Sans me rendre compte de la cause de mon émotion, je me sentis près de me trouver mal.

— Ne craignez rien, cria le colonel au nouveau-venu, le chien ne peut vous mordre, à moins qu’il n’y ait un trou dans la haie.

L’étranger ôta son chapeau de paille, en disant avec un accent français très prononcé :

— Ah ! ce n’est pas à moi qu’il en veut, allez ! Je voudrais parler à M. Weatherhead.

Je compris qu’il était plus prudent de me rapprocher de la haie et de causer à voix basse avec le Français.

C’était un petit homme trapu, au teint coloré, aux yeux noirs,

— C’est moi qui suis M. Weatherhead, répondis-je avec le sang-froid d’un pick-pocket pris en flagrant délit. Qu’y a-t-il pour votre service ?

— Celui de me rendre mon chien, qui est dans votre jardin. Némésis se faisait enfin entendre par la voix, d’un propriétaire rival. Je me sentis d’abord désarçonné ; puis, ayant repris mes aplombs, je répondis :

— Je crois que vous faites erreur ; ce chien n’est pas à moi, mais à l’un de mes amis.

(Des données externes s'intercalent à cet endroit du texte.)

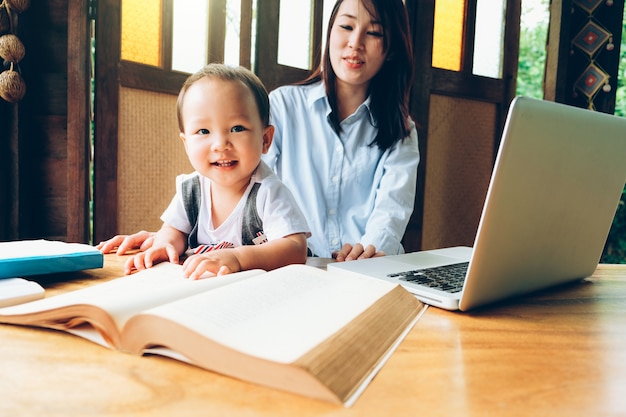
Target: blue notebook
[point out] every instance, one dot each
(34, 257)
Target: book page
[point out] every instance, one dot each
(279, 315)
(123, 297)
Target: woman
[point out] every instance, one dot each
(344, 142)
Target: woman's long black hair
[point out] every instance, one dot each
(390, 87)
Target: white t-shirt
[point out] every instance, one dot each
(276, 207)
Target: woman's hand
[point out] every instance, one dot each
(350, 252)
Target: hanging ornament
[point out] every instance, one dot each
(12, 51)
(11, 48)
(12, 86)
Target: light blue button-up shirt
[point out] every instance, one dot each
(349, 192)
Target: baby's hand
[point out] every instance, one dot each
(219, 262)
(151, 257)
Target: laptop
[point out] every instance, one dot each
(554, 190)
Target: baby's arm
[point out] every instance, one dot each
(274, 254)
(169, 243)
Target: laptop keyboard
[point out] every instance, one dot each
(448, 278)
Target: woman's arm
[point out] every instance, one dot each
(395, 198)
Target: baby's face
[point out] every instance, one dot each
(223, 133)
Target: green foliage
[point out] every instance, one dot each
(615, 248)
(529, 84)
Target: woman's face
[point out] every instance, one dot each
(356, 46)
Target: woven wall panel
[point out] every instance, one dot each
(150, 155)
(460, 156)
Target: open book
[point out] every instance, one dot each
(298, 328)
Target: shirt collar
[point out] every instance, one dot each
(317, 94)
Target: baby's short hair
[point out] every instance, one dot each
(229, 73)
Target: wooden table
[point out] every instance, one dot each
(561, 352)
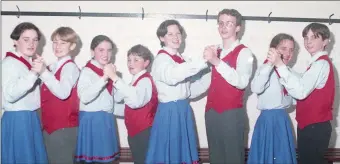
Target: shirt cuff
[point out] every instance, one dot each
(45, 75)
(283, 71)
(32, 76)
(200, 63)
(266, 69)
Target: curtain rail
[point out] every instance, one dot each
(167, 16)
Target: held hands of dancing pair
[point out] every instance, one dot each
(210, 55)
(110, 72)
(38, 65)
(274, 57)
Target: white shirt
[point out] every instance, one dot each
(173, 80)
(134, 96)
(68, 78)
(299, 87)
(269, 90)
(240, 76)
(92, 91)
(19, 86)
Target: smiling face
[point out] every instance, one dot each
(314, 43)
(136, 64)
(173, 38)
(61, 48)
(103, 53)
(227, 27)
(27, 43)
(286, 48)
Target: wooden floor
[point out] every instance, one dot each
(332, 155)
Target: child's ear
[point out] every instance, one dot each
(15, 43)
(238, 28)
(92, 54)
(73, 46)
(326, 42)
(146, 63)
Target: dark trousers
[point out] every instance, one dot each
(313, 142)
(139, 146)
(225, 134)
(61, 145)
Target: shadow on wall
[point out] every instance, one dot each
(334, 122)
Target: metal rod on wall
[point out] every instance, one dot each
(167, 16)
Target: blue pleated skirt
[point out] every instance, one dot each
(21, 138)
(97, 137)
(272, 141)
(173, 135)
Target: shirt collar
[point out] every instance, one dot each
(136, 76)
(317, 55)
(95, 63)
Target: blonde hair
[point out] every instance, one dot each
(66, 34)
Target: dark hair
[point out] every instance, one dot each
(66, 34)
(22, 27)
(318, 29)
(100, 38)
(163, 28)
(141, 51)
(280, 37)
(231, 12)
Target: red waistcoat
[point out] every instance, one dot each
(137, 120)
(221, 95)
(57, 113)
(317, 107)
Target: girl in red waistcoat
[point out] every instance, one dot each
(21, 136)
(140, 98)
(173, 135)
(97, 136)
(315, 92)
(59, 99)
(273, 140)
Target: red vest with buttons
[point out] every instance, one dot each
(56, 113)
(317, 107)
(137, 120)
(221, 95)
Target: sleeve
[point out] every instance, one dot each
(300, 87)
(166, 70)
(15, 85)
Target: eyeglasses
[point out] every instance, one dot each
(227, 24)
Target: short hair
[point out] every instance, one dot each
(141, 51)
(231, 12)
(100, 38)
(318, 30)
(66, 34)
(163, 28)
(280, 37)
(22, 27)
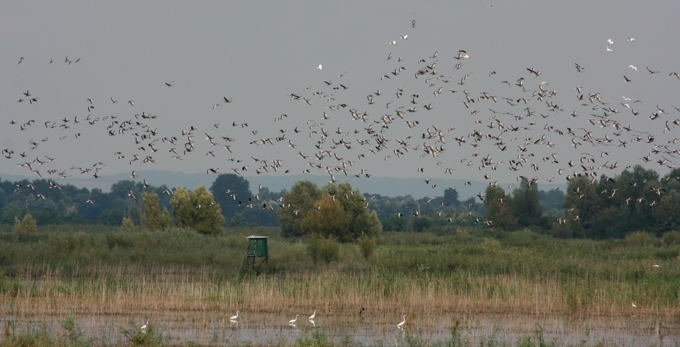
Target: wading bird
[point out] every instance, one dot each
(234, 318)
(293, 321)
(400, 325)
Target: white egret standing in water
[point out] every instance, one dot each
(294, 320)
(144, 327)
(234, 318)
(400, 326)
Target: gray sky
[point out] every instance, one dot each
(264, 55)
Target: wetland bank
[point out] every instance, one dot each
(475, 286)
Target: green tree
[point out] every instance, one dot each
(25, 226)
(362, 221)
(197, 210)
(334, 211)
(231, 192)
(182, 208)
(451, 197)
(582, 203)
(207, 217)
(295, 205)
(328, 219)
(497, 205)
(525, 207)
(153, 217)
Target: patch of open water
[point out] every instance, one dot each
(272, 329)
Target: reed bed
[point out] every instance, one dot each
(68, 272)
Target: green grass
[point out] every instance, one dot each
(471, 271)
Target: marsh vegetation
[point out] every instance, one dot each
(63, 273)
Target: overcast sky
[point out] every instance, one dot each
(326, 87)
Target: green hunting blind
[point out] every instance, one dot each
(257, 248)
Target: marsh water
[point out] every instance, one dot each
(366, 330)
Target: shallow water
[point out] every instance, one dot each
(269, 329)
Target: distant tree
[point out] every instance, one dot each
(182, 208)
(582, 204)
(231, 192)
(295, 205)
(207, 216)
(153, 217)
(197, 210)
(25, 226)
(334, 211)
(667, 213)
(451, 197)
(525, 207)
(362, 221)
(497, 206)
(328, 219)
(552, 202)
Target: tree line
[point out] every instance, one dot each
(637, 199)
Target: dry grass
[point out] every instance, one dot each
(425, 275)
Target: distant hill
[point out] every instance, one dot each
(386, 186)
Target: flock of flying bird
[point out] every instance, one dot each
(431, 108)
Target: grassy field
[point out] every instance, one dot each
(64, 272)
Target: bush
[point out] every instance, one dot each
(326, 249)
(25, 226)
(367, 246)
(671, 238)
(128, 225)
(641, 238)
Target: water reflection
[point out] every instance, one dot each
(270, 329)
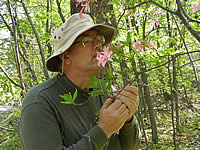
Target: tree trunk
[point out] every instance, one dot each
(38, 40)
(172, 106)
(175, 95)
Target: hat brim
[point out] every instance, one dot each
(52, 63)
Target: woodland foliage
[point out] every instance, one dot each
(157, 49)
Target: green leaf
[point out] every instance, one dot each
(75, 95)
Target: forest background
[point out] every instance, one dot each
(157, 48)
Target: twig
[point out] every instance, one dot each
(6, 129)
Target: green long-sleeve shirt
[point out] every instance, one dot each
(47, 124)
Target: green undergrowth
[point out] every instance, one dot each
(187, 138)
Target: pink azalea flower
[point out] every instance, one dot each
(138, 46)
(195, 8)
(155, 21)
(104, 56)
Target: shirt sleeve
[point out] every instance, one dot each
(40, 130)
(130, 135)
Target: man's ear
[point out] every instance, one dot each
(66, 57)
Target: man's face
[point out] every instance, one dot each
(83, 52)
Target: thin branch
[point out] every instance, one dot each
(167, 9)
(9, 77)
(184, 13)
(188, 63)
(16, 46)
(9, 28)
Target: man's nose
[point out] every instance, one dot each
(97, 46)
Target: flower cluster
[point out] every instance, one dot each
(155, 19)
(139, 45)
(104, 56)
(194, 9)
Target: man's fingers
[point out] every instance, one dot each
(122, 108)
(115, 105)
(107, 103)
(125, 114)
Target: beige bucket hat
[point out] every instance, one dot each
(67, 33)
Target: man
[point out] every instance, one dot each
(47, 124)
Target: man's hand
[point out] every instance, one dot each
(129, 97)
(112, 117)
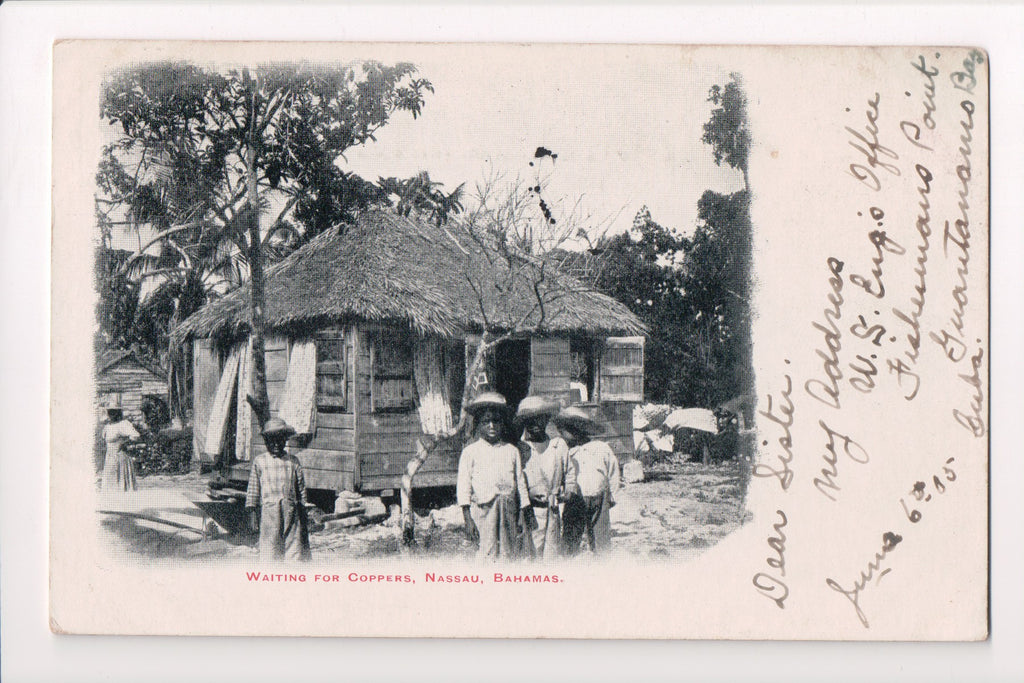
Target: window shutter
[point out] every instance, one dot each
(331, 371)
(481, 381)
(550, 368)
(392, 386)
(622, 370)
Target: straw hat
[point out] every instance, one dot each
(576, 418)
(531, 407)
(487, 399)
(275, 427)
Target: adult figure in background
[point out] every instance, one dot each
(119, 471)
(278, 487)
(549, 476)
(491, 488)
(597, 476)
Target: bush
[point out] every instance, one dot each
(155, 456)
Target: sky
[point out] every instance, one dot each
(625, 122)
(627, 131)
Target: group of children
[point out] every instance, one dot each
(546, 498)
(550, 496)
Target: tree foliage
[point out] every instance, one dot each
(200, 155)
(726, 131)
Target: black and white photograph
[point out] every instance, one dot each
(426, 331)
(347, 256)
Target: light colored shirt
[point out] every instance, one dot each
(273, 479)
(116, 433)
(486, 470)
(596, 469)
(546, 466)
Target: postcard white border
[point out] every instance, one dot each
(26, 34)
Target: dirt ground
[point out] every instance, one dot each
(681, 509)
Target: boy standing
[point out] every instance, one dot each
(278, 487)
(492, 489)
(549, 476)
(597, 476)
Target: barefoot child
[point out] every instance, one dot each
(278, 487)
(597, 476)
(549, 475)
(491, 487)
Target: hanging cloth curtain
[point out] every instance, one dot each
(217, 426)
(244, 422)
(435, 406)
(298, 400)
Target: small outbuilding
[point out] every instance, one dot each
(369, 333)
(126, 379)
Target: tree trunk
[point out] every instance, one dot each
(259, 399)
(423, 451)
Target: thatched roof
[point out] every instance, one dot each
(112, 356)
(397, 269)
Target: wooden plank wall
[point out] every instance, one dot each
(131, 382)
(550, 368)
(386, 441)
(329, 458)
(206, 376)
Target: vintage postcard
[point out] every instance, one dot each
(531, 341)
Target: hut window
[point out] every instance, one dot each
(583, 370)
(392, 385)
(331, 378)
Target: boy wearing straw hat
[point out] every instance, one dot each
(597, 476)
(549, 476)
(278, 487)
(491, 488)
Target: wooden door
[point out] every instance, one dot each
(622, 370)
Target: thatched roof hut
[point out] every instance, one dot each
(398, 269)
(370, 332)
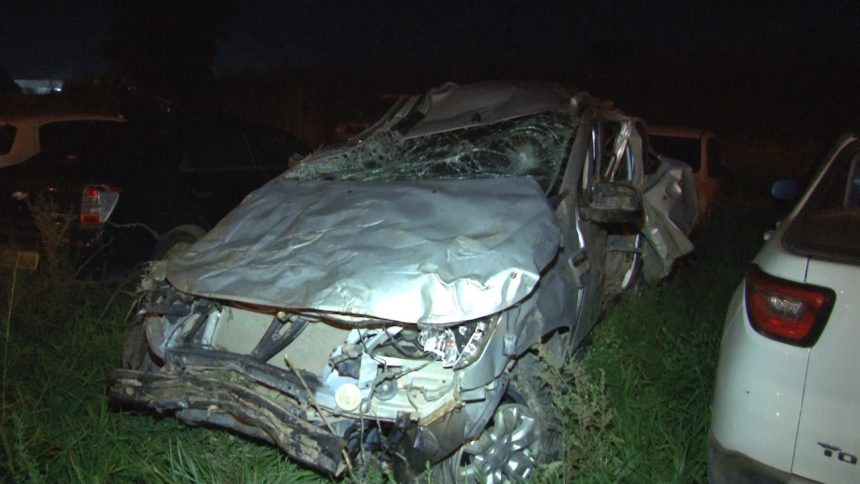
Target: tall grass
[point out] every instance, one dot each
(657, 355)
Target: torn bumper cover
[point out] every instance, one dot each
(234, 398)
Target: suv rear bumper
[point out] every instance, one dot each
(729, 467)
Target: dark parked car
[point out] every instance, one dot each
(133, 190)
(385, 296)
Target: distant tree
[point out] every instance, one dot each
(166, 46)
(7, 84)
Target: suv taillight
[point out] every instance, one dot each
(786, 311)
(97, 204)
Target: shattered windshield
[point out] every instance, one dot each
(533, 145)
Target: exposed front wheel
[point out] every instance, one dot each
(507, 451)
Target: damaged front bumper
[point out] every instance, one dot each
(237, 393)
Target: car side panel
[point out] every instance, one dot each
(828, 440)
(758, 391)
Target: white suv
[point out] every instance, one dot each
(786, 405)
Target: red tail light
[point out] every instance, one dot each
(787, 311)
(97, 204)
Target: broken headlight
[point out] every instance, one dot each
(458, 346)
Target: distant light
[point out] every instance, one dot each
(40, 86)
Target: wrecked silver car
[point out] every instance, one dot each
(383, 299)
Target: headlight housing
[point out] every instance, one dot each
(458, 346)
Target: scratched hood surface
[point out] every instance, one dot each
(417, 252)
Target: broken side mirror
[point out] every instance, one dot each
(612, 202)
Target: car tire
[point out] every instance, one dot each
(521, 435)
(176, 239)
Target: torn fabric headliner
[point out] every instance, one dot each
(453, 106)
(534, 145)
(439, 252)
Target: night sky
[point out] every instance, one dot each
(62, 39)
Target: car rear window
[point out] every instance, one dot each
(827, 225)
(7, 138)
(682, 149)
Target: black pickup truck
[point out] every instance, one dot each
(132, 190)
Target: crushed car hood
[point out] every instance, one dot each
(417, 252)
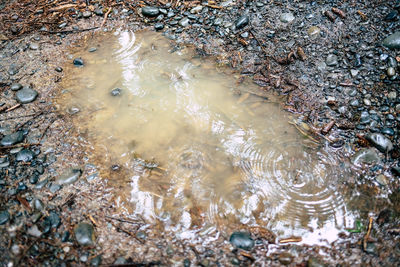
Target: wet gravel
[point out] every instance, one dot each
(337, 64)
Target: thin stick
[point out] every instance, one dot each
(366, 238)
(13, 107)
(122, 220)
(71, 31)
(19, 145)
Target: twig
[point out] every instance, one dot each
(72, 31)
(290, 239)
(18, 117)
(366, 237)
(122, 220)
(259, 43)
(19, 145)
(127, 232)
(45, 130)
(13, 107)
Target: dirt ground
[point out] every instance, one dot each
(38, 220)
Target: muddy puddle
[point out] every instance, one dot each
(186, 145)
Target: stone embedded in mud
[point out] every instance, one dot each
(242, 240)
(314, 262)
(331, 60)
(72, 110)
(150, 11)
(54, 219)
(34, 231)
(16, 87)
(70, 176)
(12, 139)
(241, 22)
(34, 46)
(158, 26)
(78, 62)
(381, 142)
(84, 234)
(366, 156)
(285, 258)
(4, 217)
(184, 22)
(96, 261)
(392, 41)
(313, 31)
(26, 95)
(116, 92)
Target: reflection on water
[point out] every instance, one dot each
(200, 151)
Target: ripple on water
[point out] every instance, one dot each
(202, 151)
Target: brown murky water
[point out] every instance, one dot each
(198, 151)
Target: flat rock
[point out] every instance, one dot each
(84, 234)
(381, 142)
(12, 139)
(16, 87)
(331, 60)
(392, 41)
(26, 95)
(242, 21)
(69, 176)
(25, 155)
(242, 240)
(150, 11)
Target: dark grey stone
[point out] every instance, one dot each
(69, 176)
(150, 11)
(242, 22)
(54, 219)
(366, 156)
(392, 15)
(331, 60)
(84, 234)
(242, 240)
(392, 41)
(381, 142)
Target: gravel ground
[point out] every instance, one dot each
(336, 63)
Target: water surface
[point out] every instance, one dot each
(198, 149)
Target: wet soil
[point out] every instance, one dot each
(267, 50)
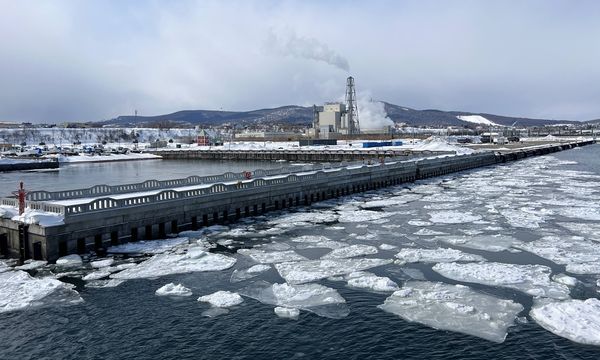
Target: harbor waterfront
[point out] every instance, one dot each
(74, 221)
(528, 202)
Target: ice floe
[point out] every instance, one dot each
(96, 275)
(364, 280)
(307, 271)
(268, 257)
(148, 247)
(454, 308)
(31, 265)
(453, 217)
(492, 243)
(576, 320)
(102, 263)
(319, 299)
(434, 256)
(21, 291)
(168, 264)
(362, 216)
(173, 290)
(351, 251)
(574, 251)
(530, 279)
(284, 312)
(222, 299)
(245, 274)
(70, 261)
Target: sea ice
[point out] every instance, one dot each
(168, 264)
(173, 290)
(434, 256)
(492, 243)
(102, 263)
(148, 247)
(319, 299)
(565, 279)
(531, 279)
(522, 219)
(222, 299)
(453, 217)
(30, 265)
(454, 308)
(574, 251)
(284, 312)
(307, 271)
(268, 257)
(110, 283)
(351, 251)
(20, 291)
(364, 280)
(96, 275)
(69, 261)
(576, 320)
(363, 215)
(245, 274)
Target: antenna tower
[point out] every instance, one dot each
(351, 107)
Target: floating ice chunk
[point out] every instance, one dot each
(307, 271)
(585, 269)
(168, 264)
(222, 299)
(104, 283)
(531, 279)
(574, 251)
(419, 223)
(565, 279)
(362, 280)
(241, 275)
(319, 299)
(102, 263)
(453, 217)
(96, 275)
(522, 219)
(351, 251)
(70, 261)
(362, 215)
(305, 217)
(493, 243)
(173, 290)
(20, 291)
(434, 256)
(268, 257)
(576, 320)
(454, 308)
(584, 213)
(30, 265)
(148, 247)
(284, 312)
(428, 232)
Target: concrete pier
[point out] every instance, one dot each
(293, 155)
(103, 215)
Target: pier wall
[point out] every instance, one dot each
(106, 221)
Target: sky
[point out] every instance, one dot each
(93, 60)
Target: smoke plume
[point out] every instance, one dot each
(304, 48)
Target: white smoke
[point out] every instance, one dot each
(291, 44)
(372, 115)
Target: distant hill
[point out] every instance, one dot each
(299, 115)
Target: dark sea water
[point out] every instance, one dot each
(131, 322)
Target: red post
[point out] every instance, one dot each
(21, 195)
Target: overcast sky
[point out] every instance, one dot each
(93, 60)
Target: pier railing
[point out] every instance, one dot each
(270, 178)
(149, 185)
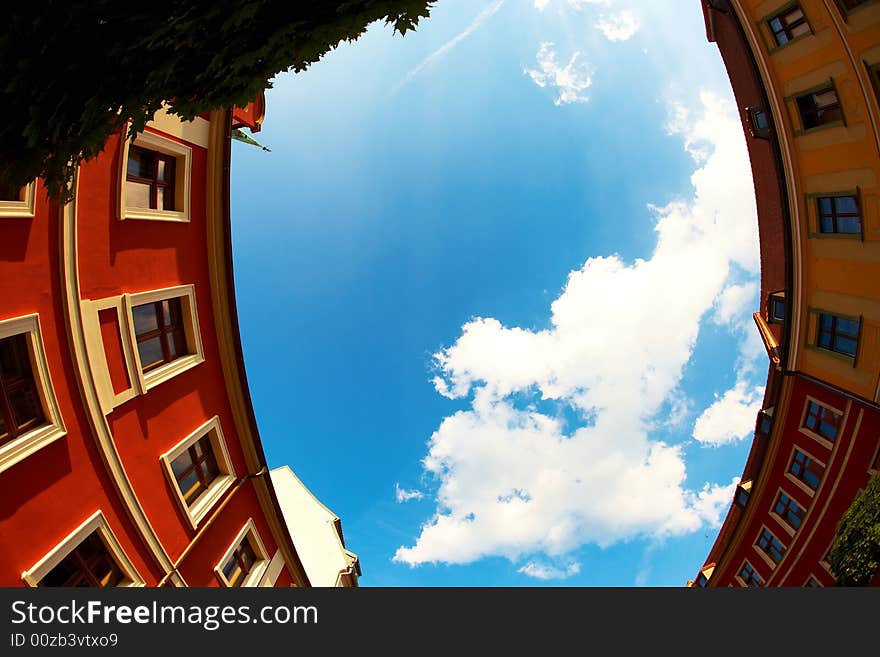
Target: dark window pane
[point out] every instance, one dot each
(150, 352)
(145, 319)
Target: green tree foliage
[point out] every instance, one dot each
(855, 552)
(74, 71)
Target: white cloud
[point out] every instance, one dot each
(513, 481)
(475, 24)
(734, 301)
(620, 26)
(546, 571)
(403, 495)
(732, 417)
(572, 80)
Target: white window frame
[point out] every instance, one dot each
(94, 523)
(148, 380)
(23, 446)
(182, 178)
(252, 579)
(22, 208)
(197, 511)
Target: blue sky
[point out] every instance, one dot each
(495, 282)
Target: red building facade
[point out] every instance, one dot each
(802, 76)
(129, 453)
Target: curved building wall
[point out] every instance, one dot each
(816, 442)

— Je le sais, risposta-t-il ; il s’agit d’une autre méprise.

— En tout cas, ce n’est pas mon affaire, puisqu’il n’est pas à moi, mais bien à ce monsieur que vous voyez d’ici, dis-je en indiquant le colonel. — Je sentais que je devais sans tarder mêler son nom à l’affaire.

— Je vous répète que vous vous trompez, reprit le Français d’un ton bourru ; ce chien est mon chien, je n’en démordrai pas ; c’est bien ici que l’on m’a envoyé. C’est bien votre nom, n’est-il pas vrai ? ajouta-t-il en me montrant ma carte, celle que j’avais eu la sottise de laisser entre les mains de Blagg. Le vieux coquin n’avait pas tardé à s’en faire une arme, pour gagner double récompense en mettant immédiatement le véritable propriétaire sur ma piste. Je me décidai a appeler le colonel à la rescousse.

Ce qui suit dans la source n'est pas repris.